0. ПУСК!
0. ПУСК!
И вот мы сидим во внутреннем дворике замка: я, Пашка и Виктор. Пашка и Виктор пьют ром, а я смотрю на Алискину могилу, на гвозди, торчащие из креста, и так мне обидно становится, что хоть стой, хоть падай.
И тут эти скоты начинают по нам стрелять. Пробрались, уроды, в замок, расположились возле окон и давай поливать внутренний двор свинцом. Мы-то перед ними как на ладони. Витька сразу погиб, дернуться не успел. Он и не пытался. Чего ему дергаться-то? Ему без Ирки уже не жизнь — дергайся, не дергайся.
Пашка в сторону хотел отпрыгнуть, за колонну. Последние силы на прыжок потратил. Но куда там — расстреляли, сволочи. Эти не промажут, туды их в качель.
Сижу я, в общем, и размышляю: а чего они меня до сих пор не подстрелили? Помучить, что ли, хотят напоследок, свиньи?
Тут один из них во двор выходит. Толстый такой дядька в камуфляже, с сигаретой в зубах. Глаза добрые-добрые, до приторности. Меня чуть не стошнило, ей-богу.
Дядька мне и говорит:
— Ты, мальчик, не бойся. Мы тебя не тронем. Потому что ты для нас — гарантия нового светлого будущего.
А я смотрю на могилу, где похоронено их старое светлое будущее, и надуваю щеки, чтоб не стошнило. Плохо мне что-то. Живот скрутило, голова болит. Съел, может, чего-то не того? Так я ведь уже сутки ничего не ел… только горлышко пивной бутылки с утра погрыз, слизал, что там на нее налипло, — вот и весь мой завтрак.
Толстый дядька продолжает вещать:
— Мы знаем, — говорит, — что ты изобретатель. Нам это сообщили по нашим каналам.
Я думаю: ну надо же. Друзья, сволочи, смеялись над моими проектами, а враги, туды их растуды, верят в мой изобретательский талант. Тотальная несправедливость. Обидно до слез.
— Мы подозреваем, что ты изобрел важный прибор, усилитель веры. И сейчас он у тебя. Ради своей безопасности, ради безопасности Родины: передай его нам.
— Какой еще усилитель? Нет у меня никакого усилителя…
Толстяк голову поднимает. Из окна на втором этаже высовывается солдатик с приборчиком, антенна которого прям на меня направлена, и говорит:
— Так точно, товарищ полковник, усилитель у него. Приборы не врут.
Толстяк опять на меня смотрит.
А я думаю: вот жил когда-то английский ученый, который изобрел усилитель веры. И он сказал своим студентам, что сейчас вызовет Сатану, и они поверили, что Сатана явится, а он усилил их веру, и Сатана явился. Сожрал ученого, а вместе с ним сожрал и его усилитель. Вот только, скажите на милость, зачем Сатане прибор жрать? Это на Сатану совсем не похоже. Он и ученого-то, наверное, только для профилактики сожрал, чтоб другим неповадно было; но приборчик-то ему жрать вовсе без надобности. От приборчика у Сатаны могло несварение случиться, это уж наверняка.

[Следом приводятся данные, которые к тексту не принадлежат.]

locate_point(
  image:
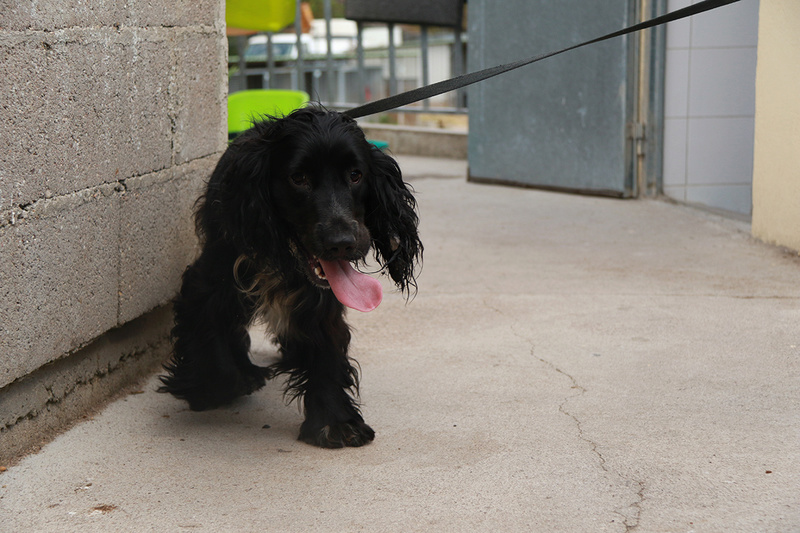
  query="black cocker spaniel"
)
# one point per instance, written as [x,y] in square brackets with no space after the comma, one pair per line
[293,203]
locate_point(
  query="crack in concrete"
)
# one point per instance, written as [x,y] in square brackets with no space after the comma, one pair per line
[630,520]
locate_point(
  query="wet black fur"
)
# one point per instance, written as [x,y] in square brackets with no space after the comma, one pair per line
[308,184]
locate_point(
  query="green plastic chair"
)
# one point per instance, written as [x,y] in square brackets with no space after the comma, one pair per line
[260,15]
[245,107]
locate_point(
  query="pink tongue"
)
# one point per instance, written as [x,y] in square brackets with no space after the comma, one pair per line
[354,289]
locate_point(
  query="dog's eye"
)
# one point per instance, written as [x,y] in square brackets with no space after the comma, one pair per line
[299,179]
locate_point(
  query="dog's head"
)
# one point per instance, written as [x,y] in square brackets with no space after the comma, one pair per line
[308,190]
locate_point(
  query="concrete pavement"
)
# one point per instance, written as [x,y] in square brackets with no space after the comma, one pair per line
[569,364]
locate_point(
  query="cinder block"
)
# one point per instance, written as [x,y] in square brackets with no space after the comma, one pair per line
[158,239]
[58,279]
[76,118]
[57,14]
[201,89]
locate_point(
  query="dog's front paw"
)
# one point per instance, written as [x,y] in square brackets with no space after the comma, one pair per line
[337,435]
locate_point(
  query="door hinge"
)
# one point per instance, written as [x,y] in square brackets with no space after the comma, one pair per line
[636,132]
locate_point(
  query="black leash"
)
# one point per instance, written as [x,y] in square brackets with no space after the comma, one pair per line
[421,93]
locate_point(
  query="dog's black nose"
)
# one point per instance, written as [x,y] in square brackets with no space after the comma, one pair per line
[339,244]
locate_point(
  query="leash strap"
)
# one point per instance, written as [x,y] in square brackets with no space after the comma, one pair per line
[421,93]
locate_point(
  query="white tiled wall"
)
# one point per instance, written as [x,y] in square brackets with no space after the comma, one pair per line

А замок? Замок-то откуда взялся? Не было на этом месте никогда замка! Но мои друзья верили, что он есть, и Алиса верила, и замок появился. Поднялся, скотина этакая, из небытия.
И вот я обдумал всё это, поднялся и говорю:
— Ладно, подлецы, сознаюсь: усилитель у меня! И сейчас с его помощью я верну Алису к жизни!
И они верят, верят.
И полковник верит — это я по его испуганным круглым глазам вижу.
И солдаты верят — это я по их дрожащим рукам определяю.
Тогда я, стараясь не обращать внимания на тошноту, говорю:
— Но не только Алису! Вернутся к жизни все мои друзья, которые тут погибли! И Ирка тоже вернется, потому что Виктору без Ирки не жизнь!
И они верят, верят.
А полковник смекает, что к чему, и поднимает руку, чтоб скомандовать: огонь!
Я говорю:
— Ваши пули не причинят вреда ни мне, ни моим друзьям!
И они верят.
Верят, сволочи.
А я усиливаю их веру. Сглатываю подступающий к горлу кислый комок и усиливаю.
Нет у меня никакого хитрого приборчика. Я, как тот злополучный английский ученый, сам по себе усилитель.
Как я стал усилителем, спросите вы?
Может, врожденное. Может, папа ремнем эту сверхспособность в меня вбил. Может, от долгого сидения перед телевизором она, зараза, возникла. Должно же хоть что-то полезное от долгого сидения перед телевизором возникать?
В общем, не знаю я.
Да и не важно.
Вставай, Алиска.
Покажи этим скотам свет истинной веры.